Shivering genuinely, Alice shook her head without at first realizing she was doing it, and Frances was near enough that her lips brushed, breeze-light, across the shell of Alice's ear. Alice drew a sharp breath and made herself speak. "You don't. You don't have to."
"I don't have to vow, or I don't have to kiss you?" Frances asked, one eyebrow peaked.
"Neither, of course," Alice asserted, but the open interest Frances was showing felt magnetic, as though Alice could sway just a little in the right direction and crash into everything Frances offered.
Sean cleared his throat, and met Alice's eyes with his usual fondness. "I'm going to deliver some soup for Joshua and then go home. Would you like to come with me, or did you reserve enough from your tips tonight for cab fare?"
"You mean, you two don't put every dollar into the Society?" Grant joked. "As the new Treasurer, I have to say, I'm disappointed."
Alice smiled at him and nodded at Sean. "I'll take a cab."
"I can make sure you get home all right," Frances said, resting her hand very lightly on Alice's shoulder, "if that's amenable to you."
"It is." Taking a long, slow breath, Alice lifted her own hand to press for just a moment over Frances', its offer considered with appreciation, if not yet accepted.
"It wouldn't be weakness, you know." Frances' voice startled Alice out of her reverie.

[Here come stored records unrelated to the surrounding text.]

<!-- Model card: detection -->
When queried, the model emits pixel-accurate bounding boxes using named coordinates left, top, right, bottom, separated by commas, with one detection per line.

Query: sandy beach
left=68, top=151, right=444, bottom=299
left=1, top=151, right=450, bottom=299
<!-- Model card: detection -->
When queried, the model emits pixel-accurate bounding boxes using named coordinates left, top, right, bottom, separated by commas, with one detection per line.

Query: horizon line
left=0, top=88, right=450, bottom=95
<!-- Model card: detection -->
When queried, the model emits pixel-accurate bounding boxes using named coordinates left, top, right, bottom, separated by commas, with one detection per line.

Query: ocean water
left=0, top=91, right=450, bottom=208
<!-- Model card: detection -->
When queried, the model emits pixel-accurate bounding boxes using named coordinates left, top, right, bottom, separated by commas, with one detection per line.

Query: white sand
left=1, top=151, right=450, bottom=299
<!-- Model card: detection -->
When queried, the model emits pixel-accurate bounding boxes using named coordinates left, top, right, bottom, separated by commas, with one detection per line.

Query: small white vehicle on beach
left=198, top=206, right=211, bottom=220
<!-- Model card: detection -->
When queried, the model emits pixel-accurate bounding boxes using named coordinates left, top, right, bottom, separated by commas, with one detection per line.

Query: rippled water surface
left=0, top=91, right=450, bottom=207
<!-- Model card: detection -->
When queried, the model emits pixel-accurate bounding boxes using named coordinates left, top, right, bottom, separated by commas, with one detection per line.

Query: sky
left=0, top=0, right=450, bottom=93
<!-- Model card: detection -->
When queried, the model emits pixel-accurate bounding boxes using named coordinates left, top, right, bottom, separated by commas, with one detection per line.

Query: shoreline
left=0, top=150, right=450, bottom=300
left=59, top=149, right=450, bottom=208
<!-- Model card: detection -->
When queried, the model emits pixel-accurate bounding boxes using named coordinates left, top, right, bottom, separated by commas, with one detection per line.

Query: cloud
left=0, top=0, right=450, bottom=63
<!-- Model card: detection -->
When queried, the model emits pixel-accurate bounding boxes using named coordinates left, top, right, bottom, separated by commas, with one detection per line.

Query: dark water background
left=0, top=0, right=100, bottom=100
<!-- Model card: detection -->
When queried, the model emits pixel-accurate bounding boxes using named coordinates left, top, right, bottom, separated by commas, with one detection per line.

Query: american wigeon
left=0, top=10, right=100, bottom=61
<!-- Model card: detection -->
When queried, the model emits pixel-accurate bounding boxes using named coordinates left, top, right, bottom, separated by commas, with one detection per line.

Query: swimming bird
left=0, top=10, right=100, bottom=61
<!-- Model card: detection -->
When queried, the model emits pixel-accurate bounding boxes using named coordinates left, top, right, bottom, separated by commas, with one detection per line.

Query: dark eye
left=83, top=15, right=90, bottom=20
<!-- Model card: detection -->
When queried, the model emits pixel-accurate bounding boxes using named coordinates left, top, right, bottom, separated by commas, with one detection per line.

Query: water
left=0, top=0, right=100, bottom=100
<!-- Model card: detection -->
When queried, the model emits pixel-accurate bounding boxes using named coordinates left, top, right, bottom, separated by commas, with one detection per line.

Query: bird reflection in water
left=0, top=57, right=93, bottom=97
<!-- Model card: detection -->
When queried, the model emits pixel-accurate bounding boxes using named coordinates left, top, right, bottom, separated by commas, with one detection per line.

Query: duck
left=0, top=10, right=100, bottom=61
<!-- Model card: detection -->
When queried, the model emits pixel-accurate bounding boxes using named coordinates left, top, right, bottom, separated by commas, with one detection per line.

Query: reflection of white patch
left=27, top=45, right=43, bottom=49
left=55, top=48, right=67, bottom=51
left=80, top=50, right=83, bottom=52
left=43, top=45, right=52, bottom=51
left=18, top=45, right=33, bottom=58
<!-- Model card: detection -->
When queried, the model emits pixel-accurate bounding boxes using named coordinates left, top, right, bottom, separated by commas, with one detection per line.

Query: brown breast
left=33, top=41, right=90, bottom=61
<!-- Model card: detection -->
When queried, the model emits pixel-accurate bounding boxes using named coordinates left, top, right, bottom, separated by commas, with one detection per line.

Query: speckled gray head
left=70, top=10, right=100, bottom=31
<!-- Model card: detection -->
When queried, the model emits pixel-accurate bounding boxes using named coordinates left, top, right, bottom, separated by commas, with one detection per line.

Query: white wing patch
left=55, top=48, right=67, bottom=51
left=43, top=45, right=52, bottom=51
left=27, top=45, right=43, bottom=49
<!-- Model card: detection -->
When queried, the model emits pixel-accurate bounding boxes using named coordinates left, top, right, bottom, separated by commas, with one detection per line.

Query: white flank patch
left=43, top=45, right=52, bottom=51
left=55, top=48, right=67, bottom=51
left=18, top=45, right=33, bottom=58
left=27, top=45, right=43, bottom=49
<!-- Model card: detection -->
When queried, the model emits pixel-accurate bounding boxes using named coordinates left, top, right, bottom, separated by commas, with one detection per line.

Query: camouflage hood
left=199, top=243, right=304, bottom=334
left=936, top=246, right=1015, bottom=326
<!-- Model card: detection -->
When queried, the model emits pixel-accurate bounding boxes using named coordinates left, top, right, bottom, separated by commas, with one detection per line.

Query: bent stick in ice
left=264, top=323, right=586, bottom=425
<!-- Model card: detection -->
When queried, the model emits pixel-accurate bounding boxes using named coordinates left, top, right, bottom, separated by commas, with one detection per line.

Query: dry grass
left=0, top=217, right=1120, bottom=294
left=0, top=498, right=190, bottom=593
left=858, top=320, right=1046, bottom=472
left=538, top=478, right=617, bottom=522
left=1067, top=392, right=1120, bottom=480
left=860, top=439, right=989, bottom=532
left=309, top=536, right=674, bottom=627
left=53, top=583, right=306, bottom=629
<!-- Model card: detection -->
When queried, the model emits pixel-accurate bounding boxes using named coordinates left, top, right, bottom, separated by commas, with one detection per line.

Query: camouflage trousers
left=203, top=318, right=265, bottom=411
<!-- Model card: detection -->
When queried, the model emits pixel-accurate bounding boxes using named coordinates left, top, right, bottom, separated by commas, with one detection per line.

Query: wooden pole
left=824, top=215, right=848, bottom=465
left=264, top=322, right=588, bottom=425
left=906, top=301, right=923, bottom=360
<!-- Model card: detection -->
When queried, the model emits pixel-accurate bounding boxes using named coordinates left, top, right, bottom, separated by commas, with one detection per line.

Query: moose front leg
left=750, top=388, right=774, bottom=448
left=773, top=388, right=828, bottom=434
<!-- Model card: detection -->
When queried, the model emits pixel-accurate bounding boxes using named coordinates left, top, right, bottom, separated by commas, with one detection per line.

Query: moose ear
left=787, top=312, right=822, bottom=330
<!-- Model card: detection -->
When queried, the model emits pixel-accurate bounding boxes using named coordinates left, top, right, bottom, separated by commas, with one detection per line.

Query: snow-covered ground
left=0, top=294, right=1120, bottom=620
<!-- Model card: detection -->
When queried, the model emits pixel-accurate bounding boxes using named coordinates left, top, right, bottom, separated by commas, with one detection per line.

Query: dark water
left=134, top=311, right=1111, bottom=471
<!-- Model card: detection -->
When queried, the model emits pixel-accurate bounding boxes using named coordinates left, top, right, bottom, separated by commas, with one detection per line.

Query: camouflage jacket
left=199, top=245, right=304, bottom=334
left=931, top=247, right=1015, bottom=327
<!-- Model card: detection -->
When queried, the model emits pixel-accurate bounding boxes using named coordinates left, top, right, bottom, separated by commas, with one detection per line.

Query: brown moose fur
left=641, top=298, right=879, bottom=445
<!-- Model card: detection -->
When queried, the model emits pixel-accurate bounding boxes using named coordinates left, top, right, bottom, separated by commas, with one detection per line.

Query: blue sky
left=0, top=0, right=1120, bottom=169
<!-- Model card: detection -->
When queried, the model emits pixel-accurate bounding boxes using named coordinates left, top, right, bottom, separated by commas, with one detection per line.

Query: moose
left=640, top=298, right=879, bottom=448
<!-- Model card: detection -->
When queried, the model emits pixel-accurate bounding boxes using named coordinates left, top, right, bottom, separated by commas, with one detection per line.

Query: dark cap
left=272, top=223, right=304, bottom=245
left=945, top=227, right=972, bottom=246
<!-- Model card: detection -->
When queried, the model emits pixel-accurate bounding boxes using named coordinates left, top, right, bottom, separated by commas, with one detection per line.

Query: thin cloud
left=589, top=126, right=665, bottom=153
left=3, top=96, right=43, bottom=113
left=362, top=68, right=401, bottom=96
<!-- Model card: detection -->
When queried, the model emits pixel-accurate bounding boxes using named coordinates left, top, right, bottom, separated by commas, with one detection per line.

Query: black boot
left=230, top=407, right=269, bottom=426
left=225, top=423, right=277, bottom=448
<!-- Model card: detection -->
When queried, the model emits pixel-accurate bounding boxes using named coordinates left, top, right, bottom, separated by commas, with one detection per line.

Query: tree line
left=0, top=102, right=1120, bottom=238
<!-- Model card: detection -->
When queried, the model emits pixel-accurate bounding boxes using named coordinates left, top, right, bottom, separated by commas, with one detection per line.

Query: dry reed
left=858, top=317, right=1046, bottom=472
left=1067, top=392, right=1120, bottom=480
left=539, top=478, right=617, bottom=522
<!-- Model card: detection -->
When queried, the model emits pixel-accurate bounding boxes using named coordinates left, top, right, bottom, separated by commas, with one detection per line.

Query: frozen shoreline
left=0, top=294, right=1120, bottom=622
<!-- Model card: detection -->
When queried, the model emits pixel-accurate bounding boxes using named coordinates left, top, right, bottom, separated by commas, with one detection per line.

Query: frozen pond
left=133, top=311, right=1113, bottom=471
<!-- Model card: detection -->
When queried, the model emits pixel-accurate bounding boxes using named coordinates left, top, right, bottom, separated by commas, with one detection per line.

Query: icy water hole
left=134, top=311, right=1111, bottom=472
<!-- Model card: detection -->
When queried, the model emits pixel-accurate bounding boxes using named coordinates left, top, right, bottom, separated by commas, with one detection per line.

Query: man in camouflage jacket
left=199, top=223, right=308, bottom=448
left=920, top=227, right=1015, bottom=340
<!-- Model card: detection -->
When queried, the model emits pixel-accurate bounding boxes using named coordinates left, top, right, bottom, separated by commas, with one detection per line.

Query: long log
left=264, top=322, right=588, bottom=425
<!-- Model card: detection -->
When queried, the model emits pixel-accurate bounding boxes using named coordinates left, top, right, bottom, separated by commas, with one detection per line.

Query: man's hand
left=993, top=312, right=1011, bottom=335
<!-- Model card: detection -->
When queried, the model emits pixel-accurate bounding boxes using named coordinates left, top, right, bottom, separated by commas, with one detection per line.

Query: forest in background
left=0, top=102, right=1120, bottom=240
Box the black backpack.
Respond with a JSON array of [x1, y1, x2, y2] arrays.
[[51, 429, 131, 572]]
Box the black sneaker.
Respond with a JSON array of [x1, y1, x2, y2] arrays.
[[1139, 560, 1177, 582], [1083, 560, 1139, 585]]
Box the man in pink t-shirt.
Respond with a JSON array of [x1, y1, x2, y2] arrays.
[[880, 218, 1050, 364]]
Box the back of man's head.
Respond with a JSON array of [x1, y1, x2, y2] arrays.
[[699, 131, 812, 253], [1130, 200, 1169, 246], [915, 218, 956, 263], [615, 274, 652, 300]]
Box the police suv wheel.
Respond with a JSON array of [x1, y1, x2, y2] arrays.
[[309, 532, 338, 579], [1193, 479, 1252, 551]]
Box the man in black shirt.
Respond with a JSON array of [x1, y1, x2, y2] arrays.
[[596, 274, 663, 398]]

As they had entered the cab in companionable silence, she'd looked toward the window, intending to focus her gaze through it, on Chicago's sights. Instead she had become caught up in studying what she could of Frances' reflection on the surface, the liquid shimmer of her jewelry and of her smooth hair and skin, especially in the low V of her blouse. Although nowhere nearly as revealing as a Bunny uniform, it seemed fraught with a whole new, vast set of possibilities. The space between Frances and Alice on the seat is comparatively tiny.
Alice jerked her head from the window and trained her eyes above Frances' neck. "I'm sorry, what do you mean?"
Cupping one hand around Alice's cheek, Frances repeated quietly, "It wouldn't be weakness. To want a woman. To kiss or make love to a woman, even. You can find amazing power in surrender."
There was a stirring inside Alice, the hummingbird fluttering. She wrapped her fingers around Frances' wrist but didn't pull herself free. "I know. I just need to be strong enough to balance what I want with what I can do."
"What you do, working at that Club every day and supporting Mattachine, that requires boundless strength. I have no doubt you're stronger than I will ever be, Alice."
"Well," Alice said, luxurious warmth soaking from her palm through her body, "I don't know you yet and can't speak to your strength. But I've found that some strangers can make the best companions in life."
Frances smiled just as the cab passed beneath a streetlamp, its beam enclosing them in one warm, brightening circle for a moment. Alice smiled, too. She turned her head and sealed her lips in a kiss against Frances' soft palm.
She didn't turn again until the cab had stopped in front of her home. When she and Frances released each other, Alice paid her own fare, then disembarked, planting her feet solidly on the sidewalk. She felt an updraft, a gentle lift and spread of the hummingbird's wings buoying her.
Pursing her lips, Alice tipped herself steadily back down to look into the backseat at Frances and asked, "Would you like --?"
And the answer, immediately, was "Very much, yes, Alice."